When we last left Jacob he was dealing with being out tricked
by his father-in-law Laban. Laban had
substituted his daughter Leah for Rachael for whom he had laboured seven
years. After many years and many
children with these two women as well as their maid-servants Bilhah and Zilpha,
Jacob returns the favour and tricks Laban out of a disproportionate part of
Laban’s flocks. Jacob has decided to
leave Laban’s household and set out on his own.
He asks for a settlement of what he is owed for serving Laban
all these years. Laban seems to be
generous and asks, “What shall I give you?”
Now this seems generous as he is evidently asking Jacob to name his own
prove. However, Jacob doesn’t appear to
trust the offer – probably with good reason given Laban’s past performance –
and asks for what seems to be a modest request,
“But if you will do this one thing for me, I will go on
tending your flocks and watching over them: 32 Let me go through all your flocks today and remove from
them every speckled or spotted sheep, every dark-colored lamb and every spotted
or speckled goat.
Now I don’t know much about raising sheep and goats but from
what I have seen spotted ones don’t seem to be that numerous. Laban probably believes he has gotten the
best of his son-in-law again and is likely rejoicing inside – although he would
be trying as hard as possible not to show it.
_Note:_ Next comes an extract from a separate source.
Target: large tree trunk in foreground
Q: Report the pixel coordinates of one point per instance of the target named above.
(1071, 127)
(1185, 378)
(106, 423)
Now we know that Jacob is no fool – at least not in the popular sense –
and has a trick up his sleeve. He uses
what can be described as sympathetic magic to have the flock produce striped,
speckled and spotted. These he claimed
for his own and as it says he, ‘grew exceedingly rich’.
The use of magic and divination is quite common in the bible
but it always makes me sit up and take notice when I read it again for the
first time. My best understanding of
magic as opposed to asking God to intervene in our affairs is that magic is
used to manipulate creation for our own ends.
Sometimes this can be doe good (white magic) and sometimes for evil
(black magic). However, it is directed
by our will and not God’s. When we pray
to God we are asking that things be done if it is God’s will.
We are hoping (and praying) that our will is in line with God’s
but we have no way of knowing God’s as that is beyond our comprehension as mere
mortals. In this case Jacob’s will
happens to coincide with God’s.
My last entry used the rather trite expression, ‘God can
make lemonade out of lemons’ to describe God’s seeming favour for Jacob when
Jacob was shall we say less than a perfect person. This was my rather feeble attempt to be cute
which I regretted after I pressed the send button. As I noted in email exchanges with a friend,
Alan Jones said it much better in his book Soul
Making, ,”God wills our good. This means that everything
that happens to us, including our sinning, can be turned to our good.”